The fifth race was the biggest race of the day. Supernatural was odds-on favourite to win the Class 3 Novices’ Hurdle for four-year-olds over two miles and four furlongs. The starter was having a problem with one or two horses and he was having to circle them. Duncan stood unaffected, trying again to clear his thoughts.
But in his mind he was in a warm and quiet swimming pool, under a setting sun. There was a slight ripple as he felt someone else slide into the pool beside him. It was George Pleasance. No one else was around. George had his back to the sun, so that his face was almost in silhouette. Duncan had had to squint to see the whites of his eyes and his row of white teeth.

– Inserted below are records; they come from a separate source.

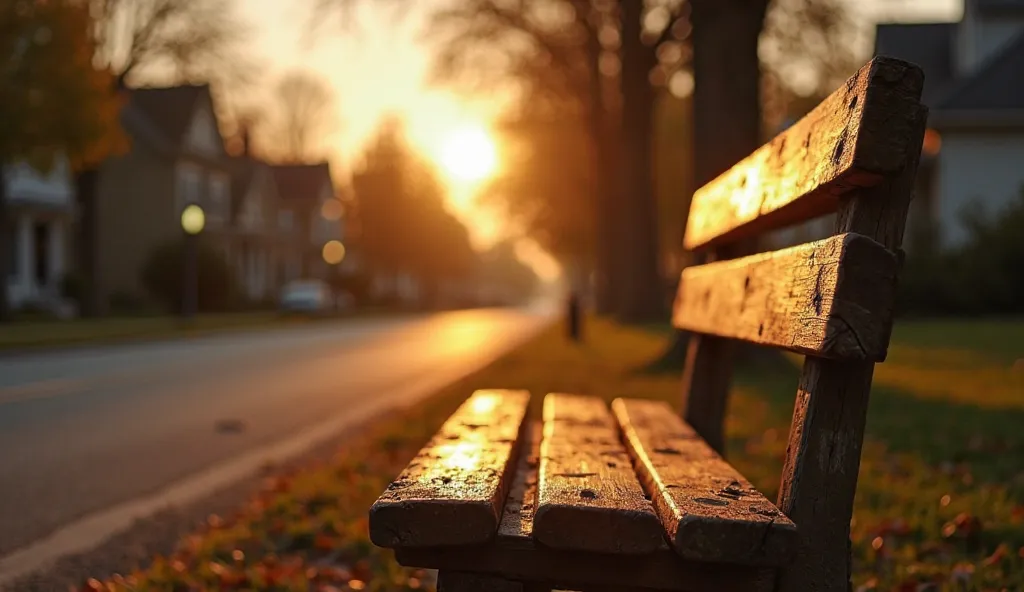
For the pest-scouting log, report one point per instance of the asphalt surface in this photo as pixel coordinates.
(88, 429)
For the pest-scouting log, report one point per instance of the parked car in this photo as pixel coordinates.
(306, 297)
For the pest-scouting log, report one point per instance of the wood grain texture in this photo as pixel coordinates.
(589, 498)
(515, 555)
(832, 298)
(710, 511)
(819, 477)
(469, 582)
(854, 138)
(453, 492)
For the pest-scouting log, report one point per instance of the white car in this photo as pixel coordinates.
(306, 297)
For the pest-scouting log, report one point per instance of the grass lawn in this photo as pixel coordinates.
(940, 504)
(22, 335)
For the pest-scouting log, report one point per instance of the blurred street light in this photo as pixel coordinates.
(334, 252)
(193, 221)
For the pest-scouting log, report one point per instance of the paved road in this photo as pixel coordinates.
(84, 430)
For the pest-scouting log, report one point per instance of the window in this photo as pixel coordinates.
(286, 220)
(218, 205)
(186, 185)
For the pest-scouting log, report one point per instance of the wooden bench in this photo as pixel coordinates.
(632, 498)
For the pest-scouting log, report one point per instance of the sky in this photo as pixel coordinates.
(380, 66)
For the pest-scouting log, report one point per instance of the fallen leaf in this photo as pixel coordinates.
(1000, 553)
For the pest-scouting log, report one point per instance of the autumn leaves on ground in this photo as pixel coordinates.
(940, 503)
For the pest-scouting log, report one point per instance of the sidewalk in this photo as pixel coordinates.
(31, 336)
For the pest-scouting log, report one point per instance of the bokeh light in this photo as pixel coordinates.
(193, 219)
(334, 252)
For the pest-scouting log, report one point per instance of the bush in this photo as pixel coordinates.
(163, 276)
(981, 277)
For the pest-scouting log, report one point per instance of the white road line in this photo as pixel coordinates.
(91, 531)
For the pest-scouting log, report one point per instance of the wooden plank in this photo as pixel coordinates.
(589, 498)
(710, 511)
(819, 478)
(514, 554)
(468, 582)
(832, 298)
(852, 139)
(453, 492)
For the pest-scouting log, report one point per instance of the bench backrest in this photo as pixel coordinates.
(855, 155)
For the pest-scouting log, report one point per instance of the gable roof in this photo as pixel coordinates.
(995, 85)
(163, 117)
(930, 45)
(301, 181)
(170, 110)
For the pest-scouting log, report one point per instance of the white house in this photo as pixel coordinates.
(40, 209)
(974, 87)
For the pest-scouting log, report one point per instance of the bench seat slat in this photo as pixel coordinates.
(854, 138)
(453, 492)
(514, 554)
(832, 298)
(710, 511)
(589, 496)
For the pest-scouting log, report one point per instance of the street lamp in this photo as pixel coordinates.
(193, 220)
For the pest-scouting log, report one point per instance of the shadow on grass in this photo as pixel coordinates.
(967, 436)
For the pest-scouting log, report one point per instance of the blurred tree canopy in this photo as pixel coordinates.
(53, 102)
(176, 39)
(403, 225)
(300, 119)
(600, 68)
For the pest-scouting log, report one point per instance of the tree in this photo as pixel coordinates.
(559, 56)
(404, 227)
(194, 39)
(305, 107)
(53, 103)
(550, 54)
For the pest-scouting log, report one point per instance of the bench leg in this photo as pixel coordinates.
(449, 581)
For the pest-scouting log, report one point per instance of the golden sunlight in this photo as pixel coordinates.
(469, 155)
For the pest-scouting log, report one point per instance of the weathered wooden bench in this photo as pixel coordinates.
(632, 498)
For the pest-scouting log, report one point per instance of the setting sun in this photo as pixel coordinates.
(469, 155)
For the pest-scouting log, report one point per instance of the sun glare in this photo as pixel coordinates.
(469, 155)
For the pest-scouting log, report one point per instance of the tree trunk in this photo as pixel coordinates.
(85, 243)
(608, 272)
(640, 287)
(727, 90)
(726, 99)
(6, 243)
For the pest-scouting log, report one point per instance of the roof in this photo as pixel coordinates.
(301, 181)
(169, 110)
(929, 45)
(995, 85)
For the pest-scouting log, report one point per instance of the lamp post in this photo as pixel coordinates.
(334, 253)
(193, 220)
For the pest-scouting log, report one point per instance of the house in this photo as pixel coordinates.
(40, 214)
(261, 253)
(974, 87)
(176, 158)
(309, 210)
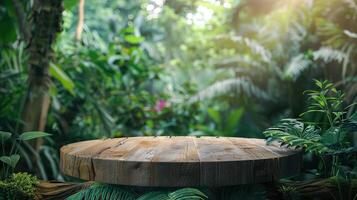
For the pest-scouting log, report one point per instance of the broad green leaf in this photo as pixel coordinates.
(62, 77)
(333, 135)
(215, 115)
(32, 135)
(4, 135)
(233, 120)
(133, 39)
(11, 160)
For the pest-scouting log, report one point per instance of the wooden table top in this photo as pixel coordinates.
(179, 161)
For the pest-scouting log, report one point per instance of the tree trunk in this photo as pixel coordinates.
(46, 23)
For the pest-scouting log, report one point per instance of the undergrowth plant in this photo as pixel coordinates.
(9, 159)
(328, 136)
(100, 191)
(18, 186)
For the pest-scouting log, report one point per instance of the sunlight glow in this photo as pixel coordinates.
(154, 7)
(201, 17)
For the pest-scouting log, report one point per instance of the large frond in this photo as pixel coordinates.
(103, 192)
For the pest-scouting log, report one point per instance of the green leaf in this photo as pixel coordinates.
(4, 135)
(233, 120)
(133, 39)
(214, 114)
(333, 135)
(62, 77)
(11, 160)
(69, 4)
(32, 135)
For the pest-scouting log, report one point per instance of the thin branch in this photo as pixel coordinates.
(21, 17)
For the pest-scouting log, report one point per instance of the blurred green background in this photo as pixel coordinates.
(179, 67)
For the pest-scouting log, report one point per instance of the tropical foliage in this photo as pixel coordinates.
(96, 69)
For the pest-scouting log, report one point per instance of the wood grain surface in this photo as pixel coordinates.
(179, 161)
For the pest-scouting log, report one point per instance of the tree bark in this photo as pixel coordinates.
(46, 23)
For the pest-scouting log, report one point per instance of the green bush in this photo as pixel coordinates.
(18, 186)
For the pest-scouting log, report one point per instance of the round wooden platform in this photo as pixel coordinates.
(178, 161)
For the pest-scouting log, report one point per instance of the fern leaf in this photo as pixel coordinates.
(180, 194)
(103, 192)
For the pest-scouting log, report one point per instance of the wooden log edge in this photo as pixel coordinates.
(54, 190)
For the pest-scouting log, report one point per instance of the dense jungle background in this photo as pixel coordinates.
(113, 68)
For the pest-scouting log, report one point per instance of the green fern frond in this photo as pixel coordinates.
(180, 194)
(235, 86)
(103, 192)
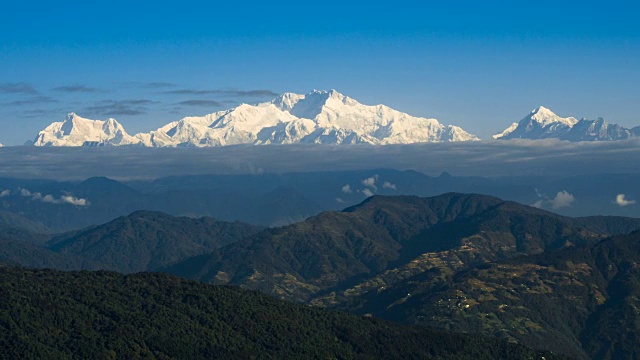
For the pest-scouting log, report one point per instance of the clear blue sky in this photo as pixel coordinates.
(477, 64)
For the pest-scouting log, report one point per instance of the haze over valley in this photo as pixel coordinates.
(334, 180)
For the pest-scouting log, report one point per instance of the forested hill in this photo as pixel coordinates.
(50, 315)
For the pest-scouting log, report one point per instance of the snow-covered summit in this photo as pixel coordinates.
(323, 117)
(78, 131)
(543, 123)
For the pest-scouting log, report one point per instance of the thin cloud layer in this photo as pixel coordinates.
(227, 93)
(34, 100)
(120, 107)
(50, 199)
(563, 199)
(488, 158)
(17, 88)
(201, 103)
(75, 89)
(621, 200)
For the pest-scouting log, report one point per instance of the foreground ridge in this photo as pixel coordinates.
(320, 117)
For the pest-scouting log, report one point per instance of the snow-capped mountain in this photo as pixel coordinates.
(78, 131)
(543, 123)
(321, 117)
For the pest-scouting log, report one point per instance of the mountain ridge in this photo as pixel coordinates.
(543, 123)
(321, 117)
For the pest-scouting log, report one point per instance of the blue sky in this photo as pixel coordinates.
(480, 65)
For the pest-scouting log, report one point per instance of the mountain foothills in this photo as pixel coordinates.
(456, 262)
(320, 117)
(157, 316)
(543, 123)
(279, 199)
(417, 260)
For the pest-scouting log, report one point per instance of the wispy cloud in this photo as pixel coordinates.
(201, 103)
(227, 93)
(496, 158)
(120, 107)
(75, 89)
(562, 199)
(17, 88)
(371, 182)
(621, 200)
(388, 185)
(50, 199)
(34, 100)
(157, 85)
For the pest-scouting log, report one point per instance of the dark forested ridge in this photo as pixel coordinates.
(579, 301)
(147, 240)
(335, 250)
(51, 314)
(457, 262)
(141, 241)
(423, 260)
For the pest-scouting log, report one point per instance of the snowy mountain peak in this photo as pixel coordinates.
(544, 116)
(543, 123)
(320, 117)
(78, 131)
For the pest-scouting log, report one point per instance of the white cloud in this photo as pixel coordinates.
(371, 182)
(388, 185)
(74, 200)
(538, 204)
(622, 200)
(50, 199)
(562, 199)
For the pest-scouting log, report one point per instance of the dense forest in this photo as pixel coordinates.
(105, 315)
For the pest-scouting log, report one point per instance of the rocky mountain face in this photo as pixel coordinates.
(542, 123)
(320, 117)
(78, 131)
(453, 261)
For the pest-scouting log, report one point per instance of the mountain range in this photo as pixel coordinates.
(463, 262)
(320, 117)
(543, 123)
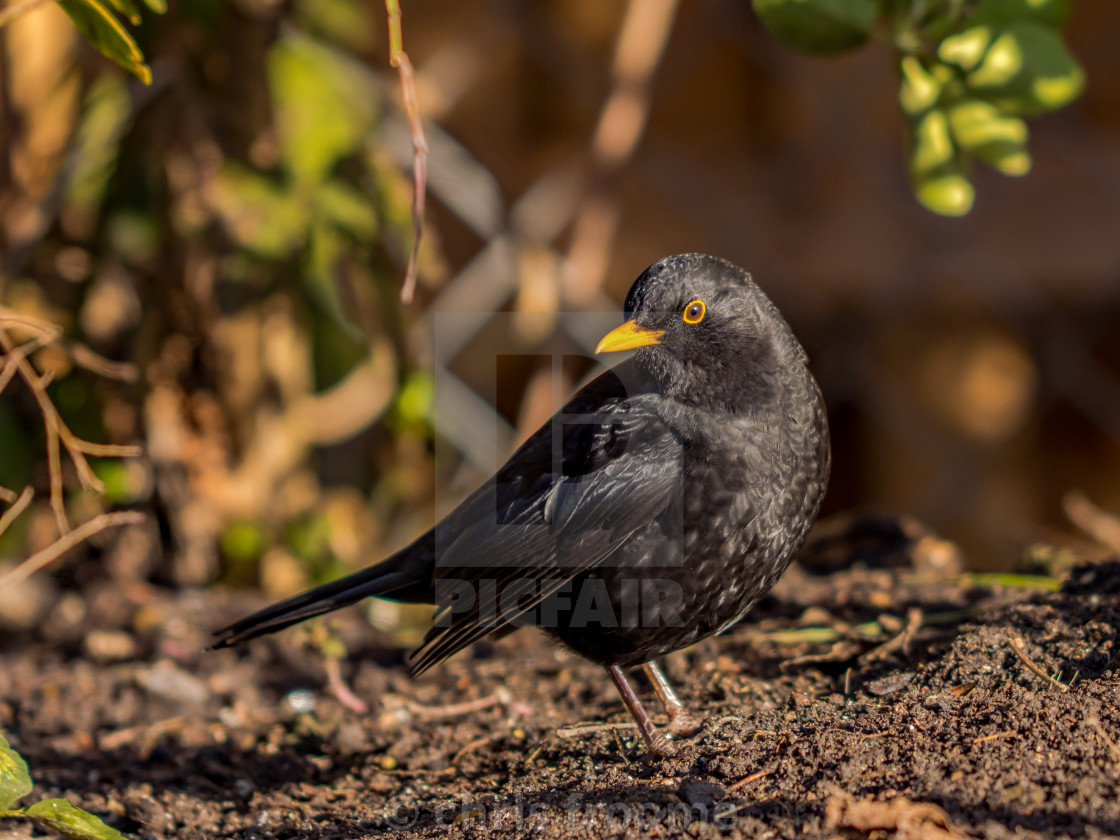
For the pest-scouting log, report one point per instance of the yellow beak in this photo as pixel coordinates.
(628, 336)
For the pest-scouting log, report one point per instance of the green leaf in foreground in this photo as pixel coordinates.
(821, 27)
(15, 778)
(70, 820)
(99, 26)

Then the horses were away like a flock of birds. Herd instinct. Duncan took a clear central position behind four leaders and rode steadily, keeping pace, keeping plenty in hand. Supernatural was a decent ride, rightfully favourite in this class of race. The track had turned muddy and there was a lot of earth being kicked up by the leaders. She cleared the first hurdle neatly and the flying mud slapped at his goggles and his helmet and the drumming of hooves shut out the sound of everything else.